Addicted to redesign

As I write this, sevenironcows is undergoing its very first redesign. Nine months after I launched the site, rocking a purpose built ‘personal’ theme (which I later released as Empty Spaces, a free/pay-what-you-want download), the site is in need of something which better shows off the quantity of content I’ve amassed since the start of the year.

I started redesigning fairly late last night, and went to bed in the early hours thinking I was done. This morning when I booted up my desktop and took a poke around the ‘finished’ design, I decided it wasn’t actually done after all and set to work again.

The redesign reflects a changing in attitudes and changing in purpose for sevenironcows. Once I’m finished up with work here, I’ll be ditching my portfolio site, alexdenning.com, and redirecting that here. I’ll thus need some kind of portfolio functionality here. I’d also like to take the site itself a bit more seriously, and thus the redesign needs to make content consumption, discovery and subscription a lot more fluid.

In practical terms, that just means there’ll be a sidebar, but I still view that as a fairly major change; a sidebar says ‘I have other content you’ll like’ and ‘you should subscribe and come back here often’.

People with sidebars are serious about their blogging shit.

And, yet, whilst I’d like to put a tagline here outlining the kind of content you should expect, I don’t want to lose the fun. A major aim for me is still that writing and publishing should be straightforward and hassle-free, and if I want to publish a haiku at 2am, I damn well will do.

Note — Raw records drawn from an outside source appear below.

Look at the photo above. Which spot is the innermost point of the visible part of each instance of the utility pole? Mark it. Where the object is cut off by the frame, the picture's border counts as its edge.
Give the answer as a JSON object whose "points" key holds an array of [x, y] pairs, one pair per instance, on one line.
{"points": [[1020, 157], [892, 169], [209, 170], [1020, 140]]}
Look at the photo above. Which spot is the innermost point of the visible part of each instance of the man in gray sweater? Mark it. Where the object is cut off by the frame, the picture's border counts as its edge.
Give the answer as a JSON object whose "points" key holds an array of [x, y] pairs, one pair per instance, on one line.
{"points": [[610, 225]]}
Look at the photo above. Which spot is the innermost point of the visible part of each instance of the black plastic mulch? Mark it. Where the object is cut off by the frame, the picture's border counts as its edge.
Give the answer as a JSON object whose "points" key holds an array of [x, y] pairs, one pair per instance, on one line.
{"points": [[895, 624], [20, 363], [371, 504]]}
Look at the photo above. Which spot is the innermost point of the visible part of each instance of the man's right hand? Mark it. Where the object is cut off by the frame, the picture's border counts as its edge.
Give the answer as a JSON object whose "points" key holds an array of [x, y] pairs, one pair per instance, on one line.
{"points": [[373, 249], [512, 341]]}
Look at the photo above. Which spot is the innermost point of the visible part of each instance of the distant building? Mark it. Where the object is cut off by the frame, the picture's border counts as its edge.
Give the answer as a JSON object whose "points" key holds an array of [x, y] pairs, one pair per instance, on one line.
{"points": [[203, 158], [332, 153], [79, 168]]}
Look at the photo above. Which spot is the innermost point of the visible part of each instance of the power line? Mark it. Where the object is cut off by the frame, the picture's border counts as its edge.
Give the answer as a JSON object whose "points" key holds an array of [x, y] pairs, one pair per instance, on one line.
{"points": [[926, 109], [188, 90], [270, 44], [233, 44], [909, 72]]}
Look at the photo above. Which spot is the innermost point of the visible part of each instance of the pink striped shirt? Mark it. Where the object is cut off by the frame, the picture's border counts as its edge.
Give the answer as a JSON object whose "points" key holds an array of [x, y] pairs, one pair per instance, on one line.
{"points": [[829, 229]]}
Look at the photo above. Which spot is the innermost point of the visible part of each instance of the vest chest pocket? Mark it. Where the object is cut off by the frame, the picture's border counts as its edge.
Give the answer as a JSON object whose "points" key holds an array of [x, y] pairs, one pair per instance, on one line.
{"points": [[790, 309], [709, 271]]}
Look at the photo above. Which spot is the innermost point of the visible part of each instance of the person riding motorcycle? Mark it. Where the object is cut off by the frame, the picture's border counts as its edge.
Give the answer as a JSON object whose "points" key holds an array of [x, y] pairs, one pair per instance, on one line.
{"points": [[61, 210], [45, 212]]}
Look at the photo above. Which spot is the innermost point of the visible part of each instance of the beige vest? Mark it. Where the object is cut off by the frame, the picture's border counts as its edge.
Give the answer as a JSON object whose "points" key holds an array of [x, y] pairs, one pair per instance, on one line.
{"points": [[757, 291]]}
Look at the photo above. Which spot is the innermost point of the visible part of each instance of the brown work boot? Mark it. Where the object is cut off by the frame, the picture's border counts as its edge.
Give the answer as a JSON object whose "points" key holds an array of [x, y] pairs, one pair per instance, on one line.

Steve Jobs spent huge amounts of time with Jony Ive working on the packaging of Apple products, in the knowledge that this was the first thing the customer was going to when they started using the product, and it should thus be an experience which set the tone for the rest of the product. A blog’s design is essentially the same. The design should be telling you a lot about the blog, and that’s why in my plans to take this site forward, I’m starting with the design.

Still a work in progress, but slowly and surely getting there.